170 mg (42%) yield. UV/Vis (ethanol): λmax (ε)=609 nm (190,000 I·mol−1·cm−1) —Fluorescence (ethanol): λem=629 nm. —1H NMR (250 MHz, D2O): 1.00 (t, 6H), 1.25 (m, 2H), 1.27 (s, 9H), 1.43 (m, 4H), 1.87 (m, 2H), 2.08 (t, 2H), 2.79 (t, 2H), 3.20 (s, br, 4H), 3.55 (s, br, 2H), 3.71 (s, br, 2H), 6.26 (m, 2H), 6.45 (d,1H), 6.58 (d,1H), 7.70 (d,1H), 7.79 (d,1H). −MS (ESI⊖): 644 (M⊖), 322 (M−H)2⊖.—C32H42NaN3O9S (667.74).
Variant B
216 mg (0.60 mmol) 4-(tert-butyl)-7-(diethylamino)-2-methylchromenium tetrafluoroborate and 274 mg (0.60 mmol) sodium salt of 1-N-(5′-ethoxycarbonyl)-pentyl-5-(methoxymethylene)-3-N′-3′-sulfonatopropyl-2,4,6-trioxohexahydro-1-pyrimidine are dissolved in 20 ml ethanol, ca. 1 ml triethylamine is added and the mixture is warmed briefly to about 70° C. The reaction solution is then processed further as for Variant A.
Variant C
216 mg (0.60 mmol) 4-(tert-butyl)-7-(diethylamino)-2-methylchromenium tetrafluoroborate, 249 mg (0.60 mmol) sodium salt of 1-N-(5′-ethoxycarbonyl)-pentyl-3-N′-3′-sulfonatopropyl-2,4,6-trioxo-5H-pyrimidine, 1 ml trimethoxymethane and 1 ml pyridine are dissolved in 10 ml acetic acid anhydride and heated for 1 hour with reflux. The reaction solution is then processed further as for Variant A.

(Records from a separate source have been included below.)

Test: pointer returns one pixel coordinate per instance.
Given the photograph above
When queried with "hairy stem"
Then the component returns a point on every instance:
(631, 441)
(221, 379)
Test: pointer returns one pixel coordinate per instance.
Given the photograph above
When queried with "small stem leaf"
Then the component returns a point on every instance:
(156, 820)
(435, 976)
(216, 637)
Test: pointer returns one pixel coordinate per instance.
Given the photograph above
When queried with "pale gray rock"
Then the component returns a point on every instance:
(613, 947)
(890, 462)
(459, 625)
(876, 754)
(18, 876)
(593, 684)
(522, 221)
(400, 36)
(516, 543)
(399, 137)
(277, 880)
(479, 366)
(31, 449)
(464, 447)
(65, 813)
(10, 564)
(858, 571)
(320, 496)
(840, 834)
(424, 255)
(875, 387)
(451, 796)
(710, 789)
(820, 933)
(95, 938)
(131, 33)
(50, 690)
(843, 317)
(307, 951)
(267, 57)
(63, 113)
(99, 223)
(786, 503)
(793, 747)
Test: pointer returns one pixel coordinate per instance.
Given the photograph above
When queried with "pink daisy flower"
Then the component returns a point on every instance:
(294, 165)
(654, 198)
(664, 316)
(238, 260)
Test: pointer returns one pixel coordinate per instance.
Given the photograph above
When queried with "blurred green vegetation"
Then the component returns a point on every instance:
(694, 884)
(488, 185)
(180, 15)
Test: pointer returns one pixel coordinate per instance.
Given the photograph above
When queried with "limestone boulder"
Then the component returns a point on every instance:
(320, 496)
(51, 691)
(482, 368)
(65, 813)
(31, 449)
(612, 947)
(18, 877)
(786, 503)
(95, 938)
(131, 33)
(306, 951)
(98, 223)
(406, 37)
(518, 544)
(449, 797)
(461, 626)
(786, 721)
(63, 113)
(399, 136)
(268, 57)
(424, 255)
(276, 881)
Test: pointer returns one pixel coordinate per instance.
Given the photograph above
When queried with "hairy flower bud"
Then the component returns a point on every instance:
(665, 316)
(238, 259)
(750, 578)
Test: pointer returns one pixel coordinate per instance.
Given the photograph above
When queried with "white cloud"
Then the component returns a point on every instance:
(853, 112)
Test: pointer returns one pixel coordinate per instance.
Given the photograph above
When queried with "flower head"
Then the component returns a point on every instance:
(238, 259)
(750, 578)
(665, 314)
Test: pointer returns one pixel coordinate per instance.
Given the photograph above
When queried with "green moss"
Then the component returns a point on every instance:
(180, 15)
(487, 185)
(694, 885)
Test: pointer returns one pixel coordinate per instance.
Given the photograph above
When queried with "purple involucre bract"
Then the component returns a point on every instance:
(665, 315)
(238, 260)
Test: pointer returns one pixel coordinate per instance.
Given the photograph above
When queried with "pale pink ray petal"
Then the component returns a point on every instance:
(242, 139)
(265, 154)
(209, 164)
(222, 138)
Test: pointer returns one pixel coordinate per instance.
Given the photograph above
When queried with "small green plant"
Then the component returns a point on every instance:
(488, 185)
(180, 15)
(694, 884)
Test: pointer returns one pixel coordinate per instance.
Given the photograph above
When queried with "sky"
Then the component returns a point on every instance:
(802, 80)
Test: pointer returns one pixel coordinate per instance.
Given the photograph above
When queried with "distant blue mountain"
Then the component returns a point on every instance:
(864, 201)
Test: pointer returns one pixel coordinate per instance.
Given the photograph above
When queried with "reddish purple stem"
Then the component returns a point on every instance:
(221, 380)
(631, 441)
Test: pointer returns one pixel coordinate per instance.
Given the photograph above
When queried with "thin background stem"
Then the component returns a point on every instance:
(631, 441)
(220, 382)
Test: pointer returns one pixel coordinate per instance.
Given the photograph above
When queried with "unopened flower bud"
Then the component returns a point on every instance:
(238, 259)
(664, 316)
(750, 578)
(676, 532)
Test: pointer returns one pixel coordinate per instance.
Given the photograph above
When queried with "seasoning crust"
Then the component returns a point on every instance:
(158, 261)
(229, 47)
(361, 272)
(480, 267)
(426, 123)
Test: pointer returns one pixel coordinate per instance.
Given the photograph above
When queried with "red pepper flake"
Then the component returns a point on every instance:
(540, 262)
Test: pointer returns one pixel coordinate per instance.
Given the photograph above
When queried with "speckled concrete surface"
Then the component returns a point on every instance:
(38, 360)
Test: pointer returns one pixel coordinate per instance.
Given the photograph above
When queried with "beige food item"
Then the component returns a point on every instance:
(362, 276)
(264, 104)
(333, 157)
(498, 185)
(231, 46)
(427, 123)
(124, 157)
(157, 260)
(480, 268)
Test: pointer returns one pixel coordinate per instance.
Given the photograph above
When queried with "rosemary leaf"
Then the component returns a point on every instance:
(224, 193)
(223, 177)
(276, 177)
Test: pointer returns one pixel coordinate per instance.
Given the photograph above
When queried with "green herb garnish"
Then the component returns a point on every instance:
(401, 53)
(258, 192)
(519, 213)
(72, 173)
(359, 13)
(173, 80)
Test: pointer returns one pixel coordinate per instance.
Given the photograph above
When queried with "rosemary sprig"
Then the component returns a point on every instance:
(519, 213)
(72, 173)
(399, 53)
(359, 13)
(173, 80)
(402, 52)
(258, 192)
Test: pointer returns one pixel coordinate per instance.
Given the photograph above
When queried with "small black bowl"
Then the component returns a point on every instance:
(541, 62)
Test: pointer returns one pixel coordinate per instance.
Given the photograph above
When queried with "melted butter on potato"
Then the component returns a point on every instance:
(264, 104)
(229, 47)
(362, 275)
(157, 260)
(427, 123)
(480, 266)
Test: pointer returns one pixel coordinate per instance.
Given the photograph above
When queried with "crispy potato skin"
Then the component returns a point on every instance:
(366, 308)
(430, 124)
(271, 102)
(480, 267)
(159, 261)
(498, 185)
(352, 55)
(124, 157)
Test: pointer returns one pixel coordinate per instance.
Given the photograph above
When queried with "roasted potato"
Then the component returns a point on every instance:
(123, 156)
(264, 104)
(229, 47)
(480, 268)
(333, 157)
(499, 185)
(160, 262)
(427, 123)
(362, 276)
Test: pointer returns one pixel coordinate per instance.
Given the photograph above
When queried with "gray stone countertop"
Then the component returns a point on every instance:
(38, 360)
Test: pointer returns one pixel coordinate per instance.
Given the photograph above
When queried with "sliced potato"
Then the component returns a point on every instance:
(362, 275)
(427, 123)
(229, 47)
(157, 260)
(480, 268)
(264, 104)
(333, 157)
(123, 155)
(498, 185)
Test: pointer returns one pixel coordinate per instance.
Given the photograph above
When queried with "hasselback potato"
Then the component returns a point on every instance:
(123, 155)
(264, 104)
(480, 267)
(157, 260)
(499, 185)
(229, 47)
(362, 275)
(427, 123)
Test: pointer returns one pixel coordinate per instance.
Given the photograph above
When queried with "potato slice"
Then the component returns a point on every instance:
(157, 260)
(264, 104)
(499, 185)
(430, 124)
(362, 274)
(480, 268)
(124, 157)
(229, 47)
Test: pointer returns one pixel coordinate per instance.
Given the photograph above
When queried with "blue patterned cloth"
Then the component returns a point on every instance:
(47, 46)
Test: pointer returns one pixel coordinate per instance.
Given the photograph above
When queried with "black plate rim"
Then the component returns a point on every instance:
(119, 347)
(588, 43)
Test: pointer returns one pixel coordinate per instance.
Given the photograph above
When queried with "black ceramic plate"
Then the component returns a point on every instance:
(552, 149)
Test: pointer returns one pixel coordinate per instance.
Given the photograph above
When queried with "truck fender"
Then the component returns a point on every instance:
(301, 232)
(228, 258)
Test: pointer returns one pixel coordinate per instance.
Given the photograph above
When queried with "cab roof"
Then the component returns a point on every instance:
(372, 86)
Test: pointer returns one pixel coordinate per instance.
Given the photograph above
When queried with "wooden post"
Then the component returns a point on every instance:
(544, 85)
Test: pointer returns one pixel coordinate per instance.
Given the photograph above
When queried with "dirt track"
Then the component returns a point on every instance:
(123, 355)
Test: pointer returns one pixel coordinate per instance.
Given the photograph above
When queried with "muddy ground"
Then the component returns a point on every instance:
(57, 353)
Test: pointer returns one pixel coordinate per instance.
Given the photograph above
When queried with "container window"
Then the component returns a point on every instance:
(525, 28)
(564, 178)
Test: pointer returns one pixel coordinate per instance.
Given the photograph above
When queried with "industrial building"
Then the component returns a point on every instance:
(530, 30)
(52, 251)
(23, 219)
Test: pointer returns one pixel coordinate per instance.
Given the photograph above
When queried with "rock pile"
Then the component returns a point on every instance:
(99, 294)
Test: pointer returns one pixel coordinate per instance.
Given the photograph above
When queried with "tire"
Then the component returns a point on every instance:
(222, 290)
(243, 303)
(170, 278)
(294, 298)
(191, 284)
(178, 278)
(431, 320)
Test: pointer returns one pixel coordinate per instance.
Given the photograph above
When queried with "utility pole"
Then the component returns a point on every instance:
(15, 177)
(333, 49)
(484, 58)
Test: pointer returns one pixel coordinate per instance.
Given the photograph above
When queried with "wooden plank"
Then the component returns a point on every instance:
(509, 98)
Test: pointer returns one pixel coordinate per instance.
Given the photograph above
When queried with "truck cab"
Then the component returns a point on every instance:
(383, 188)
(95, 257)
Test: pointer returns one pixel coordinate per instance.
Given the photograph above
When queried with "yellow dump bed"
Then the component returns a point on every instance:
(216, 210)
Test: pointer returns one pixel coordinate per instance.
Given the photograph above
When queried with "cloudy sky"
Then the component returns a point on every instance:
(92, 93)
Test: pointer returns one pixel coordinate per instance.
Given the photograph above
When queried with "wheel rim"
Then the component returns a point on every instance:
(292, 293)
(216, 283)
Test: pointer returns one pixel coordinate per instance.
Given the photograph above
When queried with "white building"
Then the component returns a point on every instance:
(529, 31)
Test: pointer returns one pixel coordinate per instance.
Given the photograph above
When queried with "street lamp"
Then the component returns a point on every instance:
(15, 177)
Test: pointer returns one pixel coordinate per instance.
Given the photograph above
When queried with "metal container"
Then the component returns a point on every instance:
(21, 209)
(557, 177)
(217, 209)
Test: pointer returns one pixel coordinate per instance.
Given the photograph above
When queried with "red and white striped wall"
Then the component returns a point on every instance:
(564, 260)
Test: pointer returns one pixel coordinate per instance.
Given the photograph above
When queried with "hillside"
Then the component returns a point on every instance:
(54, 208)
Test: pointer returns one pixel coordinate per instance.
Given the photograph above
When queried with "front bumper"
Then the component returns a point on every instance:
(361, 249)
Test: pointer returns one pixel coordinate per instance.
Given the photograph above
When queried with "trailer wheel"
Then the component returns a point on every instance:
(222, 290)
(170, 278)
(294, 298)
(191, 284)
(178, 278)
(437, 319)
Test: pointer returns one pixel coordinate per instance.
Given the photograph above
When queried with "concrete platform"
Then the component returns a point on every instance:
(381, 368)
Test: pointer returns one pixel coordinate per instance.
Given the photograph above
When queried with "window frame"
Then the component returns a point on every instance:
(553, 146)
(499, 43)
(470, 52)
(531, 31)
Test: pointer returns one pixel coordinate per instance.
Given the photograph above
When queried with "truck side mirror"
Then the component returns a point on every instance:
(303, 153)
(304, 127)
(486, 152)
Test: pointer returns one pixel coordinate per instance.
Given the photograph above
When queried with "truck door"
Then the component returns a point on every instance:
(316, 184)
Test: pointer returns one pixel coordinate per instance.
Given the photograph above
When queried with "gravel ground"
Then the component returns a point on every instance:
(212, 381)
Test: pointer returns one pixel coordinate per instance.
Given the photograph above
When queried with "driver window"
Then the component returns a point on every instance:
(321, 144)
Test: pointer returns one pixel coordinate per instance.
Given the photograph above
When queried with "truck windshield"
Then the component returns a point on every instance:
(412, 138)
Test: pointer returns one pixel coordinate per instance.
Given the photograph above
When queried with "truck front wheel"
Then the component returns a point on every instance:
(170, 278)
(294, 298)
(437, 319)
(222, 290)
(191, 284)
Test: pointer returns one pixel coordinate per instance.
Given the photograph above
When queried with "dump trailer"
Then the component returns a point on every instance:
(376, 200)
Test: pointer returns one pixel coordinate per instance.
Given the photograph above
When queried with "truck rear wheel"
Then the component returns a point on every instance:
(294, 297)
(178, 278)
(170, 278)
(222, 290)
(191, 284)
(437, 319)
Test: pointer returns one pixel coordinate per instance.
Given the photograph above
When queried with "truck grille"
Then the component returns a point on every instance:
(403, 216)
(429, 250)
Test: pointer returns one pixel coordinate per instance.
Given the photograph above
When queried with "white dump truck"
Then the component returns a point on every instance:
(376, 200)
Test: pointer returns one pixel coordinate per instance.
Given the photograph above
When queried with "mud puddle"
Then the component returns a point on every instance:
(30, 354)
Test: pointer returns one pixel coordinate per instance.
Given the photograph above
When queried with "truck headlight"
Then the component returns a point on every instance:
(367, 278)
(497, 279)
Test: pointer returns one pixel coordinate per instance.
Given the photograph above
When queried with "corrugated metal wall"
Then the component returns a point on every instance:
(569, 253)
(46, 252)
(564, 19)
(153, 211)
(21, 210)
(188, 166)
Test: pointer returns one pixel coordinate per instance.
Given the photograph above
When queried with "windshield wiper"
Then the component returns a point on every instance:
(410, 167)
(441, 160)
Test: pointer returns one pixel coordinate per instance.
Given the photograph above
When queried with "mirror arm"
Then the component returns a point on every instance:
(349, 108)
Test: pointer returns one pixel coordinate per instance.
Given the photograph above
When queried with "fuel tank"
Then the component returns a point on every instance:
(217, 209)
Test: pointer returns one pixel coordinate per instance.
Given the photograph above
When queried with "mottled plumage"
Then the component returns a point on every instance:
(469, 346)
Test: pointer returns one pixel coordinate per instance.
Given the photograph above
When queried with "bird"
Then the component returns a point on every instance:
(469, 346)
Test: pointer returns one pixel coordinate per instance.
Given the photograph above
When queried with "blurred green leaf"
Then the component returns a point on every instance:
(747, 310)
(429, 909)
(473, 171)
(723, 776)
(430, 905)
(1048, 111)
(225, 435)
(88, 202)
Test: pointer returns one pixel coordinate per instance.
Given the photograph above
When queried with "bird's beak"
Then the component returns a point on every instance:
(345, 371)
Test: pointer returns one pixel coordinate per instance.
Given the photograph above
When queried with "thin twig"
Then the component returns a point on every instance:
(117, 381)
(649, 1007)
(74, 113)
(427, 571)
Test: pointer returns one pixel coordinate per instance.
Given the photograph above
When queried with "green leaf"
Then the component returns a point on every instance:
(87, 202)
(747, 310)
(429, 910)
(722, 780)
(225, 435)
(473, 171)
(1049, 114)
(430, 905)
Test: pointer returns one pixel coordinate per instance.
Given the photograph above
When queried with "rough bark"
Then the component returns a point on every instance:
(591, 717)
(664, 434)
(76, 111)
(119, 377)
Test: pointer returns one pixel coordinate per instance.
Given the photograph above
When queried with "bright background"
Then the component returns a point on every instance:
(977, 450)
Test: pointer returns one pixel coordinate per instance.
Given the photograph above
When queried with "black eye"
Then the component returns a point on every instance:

2. Preparation of the NHS Ester of F 39 with N-hydroxysuccinimide (NHS)/N,N′-dicyclohexylcarbodiimide (DCC), cf.
15 mg F 39, 14 mg DCC and 4 mg NHS are dissolved in 1 ml dry DMF. Then 10 μl triethylamine is added. The reaction mixture is stirred for 24 hours at room temperature and then filtered. Subsequently the solvent is extracted and the residue washed with diethyl ether. This reaction proceeds quantitatively.
3. Sodium Salt of 3-[5-{[9-(tert-butyl)-6-(diethylamino)-1,2-dihydrocyclopenta[b]chromen-3-yl]methylene}-3-(5-carboxypentyl)-2,4,6-trioxohexahydro-1-pyrimidinyl]-1-propane sulfonate (F 46), cf.
256 mg (0.60 mmol) 9-(tert-butyl)-6-(diethylamino)-3-[(E)-1-methoxymethylidene]-1H,2H,3H-cyclopenta[b]chromenium tetrafluoroborate and 249 mg (0.60 mmol) sodium salt of 1-N-(5′-ethoxycarbonyl)-pentyl-3-N′-3′-sulfonatopropyl-2,4,6-trioxo-5H-pyrimidine are brought to reaction and processed further as for exemplary embodiment 1, Variant A.
158 mg (38%) yield. UV/Vis (ethanol): λmax (ε)=644 nm (45,700 I·mol−1·cm−1). —Fluorescence (ethanol): λem=670 nm. −MS (ESI⊖): 670 (M⊖), 335 (M−H)2⊖. —C34H44NaN3O9S (693.78).
4. Sodium Salt of 3-[5-{2-[4-(phenyl)-7-(diethylamino)-2H-2-chromenylidene]ethylidene}-3-(5-carboxypentyl)-2,4,6-trioxohexahydro-1-pyrimidinyl]-1-propane sulfonate (F 40), cf.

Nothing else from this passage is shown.